NEW YORK – An appeals court decreed this Thursday that the state of New York must redesign its electoral map in view of the next legislative elections in the United States, agreeing with the Democratic Party, which in the last elections was harmed by this distribution and ended up losing control of the House of Representatives.
The decision marks another step in the protracted legal battle between Democrats and Republicans over the distribution of electoral districts in New York, a progressive bastion but in which conservatives made important progress in the last elections.
The current map had been drawn up by independent experts at the request of a judge, who had struck down an earlier redrawing that clearly favored Democrats.
The new distribution, with which it was sought to boost competition, helped the Republicans win four seats that were important to win a majority in the Lower House of Congress.
Now, with the decision of the appeals court, that map will have to be redrawn and the Democrats, who control the state Legislature, would have the ability to decide on it.
The Republicans, meanwhile, have already advanced that they will appeal this ruling before the highest court in the state of New York.

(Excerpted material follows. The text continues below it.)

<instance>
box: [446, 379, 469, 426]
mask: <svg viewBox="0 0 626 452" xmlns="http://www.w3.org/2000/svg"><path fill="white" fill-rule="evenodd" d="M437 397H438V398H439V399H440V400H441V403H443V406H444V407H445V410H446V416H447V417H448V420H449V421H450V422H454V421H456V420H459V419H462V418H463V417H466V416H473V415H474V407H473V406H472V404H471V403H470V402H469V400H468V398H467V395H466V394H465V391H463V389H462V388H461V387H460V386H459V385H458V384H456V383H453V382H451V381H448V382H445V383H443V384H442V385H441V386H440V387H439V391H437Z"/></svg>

That court ruled last year against the Democrats for the redesign they had made in the face of the latest legislatures, considering that they had violated the state Constitution by using the tactic known as “gerrymandering”, the capricious drawing of electoral maps to favor the interests of one side, sometimes creating districts with strange shapes that make it possible to concentrate or separate the votes of certain minorities or groups.
Traditionally, the Democratic Party has been the one that has most criticized the use by the Republicans of this strategy in a good part of the country, but in the case of New York the roles were reversed and it was the Republicans who accused their rivals of ignore voter rights and seek only to consolidate their power.
Unlike what happens in other states, in New York “gerrymandering” is prohibited after a decision approved in 2014.